Kunal Kapoor: I remember Jack for many, many reasons, but most of all for his optimism and the fact that he really believed in helping the small investor and ensuring that that investor could have that great outcome that he or she was looking for.
Christine Benz: You could obviously fill books about Mr. Bogle's contributions to the financial services industry and to individual investors. I consider it one of the great privileges of my career that I got to meet Mr. Bogle through our annual Bogleheads Conference conversations. We would do video interviews. And I'll also say that as a young analyst reading Mr. Bogle, getting to know his philosophy was enormously clarifying to me as a young analyst. It helped shape the types of products that I would recommend, and also helped shape my career path. He was pro low-cost products of course, but he was also against so much of the complicated gobbledygook that Wall Street puts out. Hearing his philosophy was an incredible gift.
Ben Johnson: I don't believe that there has ever been, nor will there ever be, anyone who has given more to investors and taken less in return than Jack Bogle.
Jeff Ptak: His premise was the more that we can save investors, the more that ends up in their pockets, the better the outcomes they achieve. The fact that we now see millions of investors that are in index funds, including Vanguard index funds, I think stands as a towering monument to his legacy. It's immeasurable in the sense that Jack really changed the psychology of investing. His ethic was that you put the investor front and center where they belong. They don't subordinate to other business interests.
Instead you win when they win. That was not conventional wisdom in the industry some years ago when he was trying to popularize indexing and bring Vanguard up, and yet he inverted the psychology of the industry. He enshrined a new standard that put the investor front and center. I think we owe a lot to Jack, because now we see that sort of ethic, that sort of standard being table stakes in the industry. I think that all investors--not just Vanguard investors--all investors are better off for Jack's efforts. He's had an enormous impact, both in measurable and immeasurable ways.
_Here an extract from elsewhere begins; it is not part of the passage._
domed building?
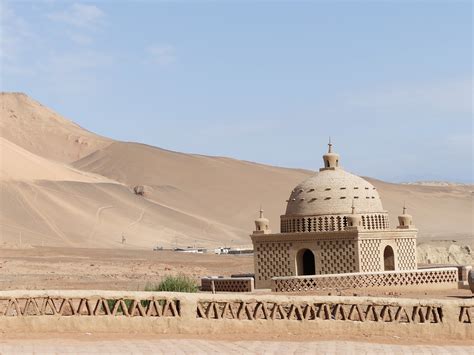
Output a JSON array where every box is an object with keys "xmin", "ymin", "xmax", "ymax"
[{"xmin": 251, "ymin": 143, "xmax": 417, "ymax": 288}]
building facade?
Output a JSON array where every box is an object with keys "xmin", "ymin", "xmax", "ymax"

Laura Lutton: One of the things that's so impressive about Jack Bogle was his unrelenting focus on the end investor, and he maintained that focus despite serious health issues and dust-ups along the way with other executives at Vanguard and so forth. I think when we look at the impact that he's had across his life, it's really tremendous, and we all have him to thank for that.
Alec Lucas: He didn't just pioneer the first index fund. He helped investors in all kinds of ways that get less recognition. He pioneered closure of funds to help protect current shareholders. He was an advocate in simplifying the language of prospectuses so that your average investor could understand them and make intelligent choices. He was a tireless advocate for others, and he will be sorely missed.